Abstract

To compare the efficacy of natalizumab (NTZ) and fingolimod (FTY) in the treatment of relapsing-remitting multiple sclerosis (MS) in sequential use in common and as a function of transition periods in a nationwide observational cohort using prospectively collected data from a real-life setting. We included 195 patients from the Austrian MS Treatment Registry, who had started treatment with NTZ at any time since 2006 and stayed on NTZ for at least 24months, switched afterwards within 1 year to FTY and stayed on FTY for at least another 12months. Transition periods between NTZ and FTY were grouped into three different intervals: < 3months (135 patients), 3-6months (44 patients), and 6-12months (16 patients). Estimated mean annualized relapse rates (ARR) over a mean treatment period of 44months were 0.26 for NTZ and 0.32 for FTY (p = 0.381) over 46months.
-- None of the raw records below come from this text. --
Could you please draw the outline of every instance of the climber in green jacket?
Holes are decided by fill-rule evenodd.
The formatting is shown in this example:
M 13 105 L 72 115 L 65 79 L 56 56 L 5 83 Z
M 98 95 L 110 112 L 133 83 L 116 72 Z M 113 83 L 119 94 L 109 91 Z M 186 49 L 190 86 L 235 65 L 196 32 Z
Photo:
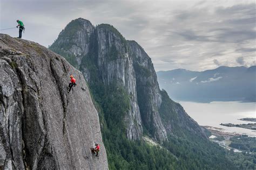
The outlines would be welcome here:
M 16 27 L 19 27 L 19 37 L 18 38 L 21 38 L 22 34 L 22 30 L 24 29 L 24 24 L 21 20 L 19 20 L 18 19 L 17 20 L 17 22 L 18 23 L 18 25 Z

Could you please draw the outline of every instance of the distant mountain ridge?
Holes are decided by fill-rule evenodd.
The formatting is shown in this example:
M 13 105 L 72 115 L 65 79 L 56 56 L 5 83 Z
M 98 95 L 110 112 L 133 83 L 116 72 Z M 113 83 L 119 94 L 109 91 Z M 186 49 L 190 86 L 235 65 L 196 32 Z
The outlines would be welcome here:
M 209 132 L 160 90 L 143 48 L 113 26 L 72 20 L 49 48 L 86 80 L 98 111 L 109 169 L 233 169 L 224 150 L 208 140 Z M 163 148 L 145 143 L 144 137 Z
M 203 72 L 176 69 L 157 74 L 160 87 L 175 100 L 256 102 L 255 66 L 220 66 Z

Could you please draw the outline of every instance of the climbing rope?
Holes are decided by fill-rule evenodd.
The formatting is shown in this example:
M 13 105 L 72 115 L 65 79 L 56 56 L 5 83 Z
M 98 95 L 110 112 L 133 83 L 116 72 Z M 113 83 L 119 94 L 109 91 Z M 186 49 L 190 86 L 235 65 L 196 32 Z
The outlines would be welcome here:
M 2 30 L 0 30 L 0 31 L 5 30 L 13 29 L 16 29 L 16 27 L 14 27 L 13 28 L 9 28 L 9 29 L 2 29 Z

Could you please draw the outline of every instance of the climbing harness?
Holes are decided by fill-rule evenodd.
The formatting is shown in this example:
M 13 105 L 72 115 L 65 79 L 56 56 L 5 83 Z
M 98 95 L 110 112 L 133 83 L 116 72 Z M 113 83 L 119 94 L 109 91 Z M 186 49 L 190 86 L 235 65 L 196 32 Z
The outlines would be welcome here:
M 14 27 L 13 28 L 9 28 L 9 29 L 2 29 L 2 30 L 0 30 L 0 31 L 5 30 L 13 29 L 16 29 L 16 27 Z

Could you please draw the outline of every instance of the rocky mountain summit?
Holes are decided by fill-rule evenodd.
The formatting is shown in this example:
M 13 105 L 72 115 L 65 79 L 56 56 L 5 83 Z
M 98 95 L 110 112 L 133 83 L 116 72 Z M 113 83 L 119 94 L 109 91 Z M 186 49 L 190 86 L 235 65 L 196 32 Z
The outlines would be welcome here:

In the treatment gap, differences were found concerning the relapse probability, seven (5.2%) patients in the < 3months group, six (13.6%) in thef 3-6months group, and seven (43.8%) in the 6-12months group (p < 0.001). After this treatment gap, no significant differences concerning ARR, EDSS change, EDSS progression, and regression were observed regardless the proceeding transition periods. Significantly higher efficacy of NTZ compared to FTY in sequential use was found regarding EDSS change, EDSS progression, and EDSS regression sustained for 12 and 24weeks. First, we here show an increased short-time risk for relapses during the treatment gap between NTZ and FTY therapy, dependent on the length of transition time. Second, the disease course after switching to FTY remained stable in the long-term evaluation. Therefore, switching from NTZ to FTY in a real-world setting appears efficacious and safe, but this data advocate for a short switching gap of 3months or less.